Inspiration from General Slim


Slim’s Story

“Anyone can be great in victory: it takes defeat to test character to the full.”

Slim held the ragtag Burma Corps together in 1942 for 800 miles of constant fighting and almost constant defeat. He was driven northward losing soldiers to death and disease all the time. After 3 months and 13,000 casualties the battered remnants of Burma Corps reached India, to reorganise, regain strength, to train harder and to recover the will to fight. The Japanese were defeated at the Battle of Kohima and the 14th Army swept south to retake Burma.

Slim on Leadership

Slim’s story sets the scene for the foundations for the fight-back. He focussed on Morale, that quality which will move a group of people to give their last ounce to achieve something. It has, he suggested, three foundations:

- Spiritual: there must be a great and noble aim in which the team believes
- Intellectual: all must be convinced that the aim is attainable and that the leaders have earned the confidence of the team
- Material: the team must have the tools for the job

Impact on me

I have never been in a situation as testing as those that Slim experienced. But the foundations above have informed my own punier attempts at leadership. For me, three things were vital to get right: the Aim, the right Skill Mix and the Commitment to Communicate.

Meeting the Aim

Everything should flow from the Aim. It will need questioning and testing. At the end, you as leader must own it and all your people must be confident that they can achieve it.
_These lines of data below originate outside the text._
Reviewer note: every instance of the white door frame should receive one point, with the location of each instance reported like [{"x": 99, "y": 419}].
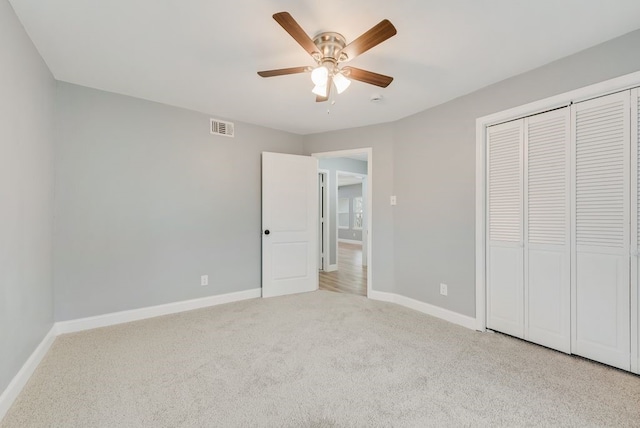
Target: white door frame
[
  {"x": 363, "y": 178},
  {"x": 369, "y": 153},
  {"x": 625, "y": 82},
  {"x": 324, "y": 235}
]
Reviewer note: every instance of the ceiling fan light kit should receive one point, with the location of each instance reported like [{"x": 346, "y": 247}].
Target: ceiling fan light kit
[{"x": 329, "y": 49}]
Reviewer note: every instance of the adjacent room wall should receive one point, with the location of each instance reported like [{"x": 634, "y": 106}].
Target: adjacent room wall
[
  {"x": 147, "y": 200},
  {"x": 350, "y": 192},
  {"x": 26, "y": 194},
  {"x": 380, "y": 139},
  {"x": 434, "y": 173},
  {"x": 333, "y": 165}
]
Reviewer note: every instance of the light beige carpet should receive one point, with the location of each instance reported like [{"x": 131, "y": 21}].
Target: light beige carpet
[{"x": 318, "y": 359}]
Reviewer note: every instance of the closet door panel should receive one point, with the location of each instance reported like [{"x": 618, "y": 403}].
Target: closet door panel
[
  {"x": 602, "y": 322},
  {"x": 505, "y": 298},
  {"x": 601, "y": 309},
  {"x": 547, "y": 232},
  {"x": 635, "y": 230}
]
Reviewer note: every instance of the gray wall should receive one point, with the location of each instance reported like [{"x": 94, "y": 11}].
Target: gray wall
[
  {"x": 26, "y": 174},
  {"x": 434, "y": 174},
  {"x": 351, "y": 191},
  {"x": 333, "y": 165},
  {"x": 147, "y": 201},
  {"x": 380, "y": 139}
]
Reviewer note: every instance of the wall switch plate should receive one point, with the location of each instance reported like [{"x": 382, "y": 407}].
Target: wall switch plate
[{"x": 443, "y": 289}]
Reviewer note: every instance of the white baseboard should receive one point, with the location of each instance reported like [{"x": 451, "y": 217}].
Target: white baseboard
[
  {"x": 153, "y": 311},
  {"x": 22, "y": 377},
  {"x": 426, "y": 308},
  {"x": 350, "y": 241}
]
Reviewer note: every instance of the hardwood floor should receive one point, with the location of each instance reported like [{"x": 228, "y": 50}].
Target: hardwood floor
[{"x": 351, "y": 276}]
Getting my own aim right became important when I was asked to form a new military communications unit with 200 men and a hangar full of vehicles and radio equipment. The aim was to be an effective unit..

I told the team on 2 January that we would take our first trip into the field as a fully equipped and trained unit on 1 February. The team was horrified, said it would be a mess and indeed it was just that. But we learnt from that and exercised for a week each month for 6 months until we were good. We could do that because at the start we saw what we had to achieve.

Getting the Skills Mix right

When I ran a newly formed unit, I chose my top team. I made a great mistake by choosing people like me, with the same weaknesses. So ideas that should have been questioned at the top went unquestioned until they hit irritated people on the ground.

The leader must choose people who will challenge and test initiatives.

Committing to Communicate

I joined up two teams of several thousand military and civil servants in MOD. The amalgamated team was then halved. The civil service suspected that I would favour “my” military.

So we focused on communication: a top team meticulously balanced between military and civil and constant feedback to all on what was happening.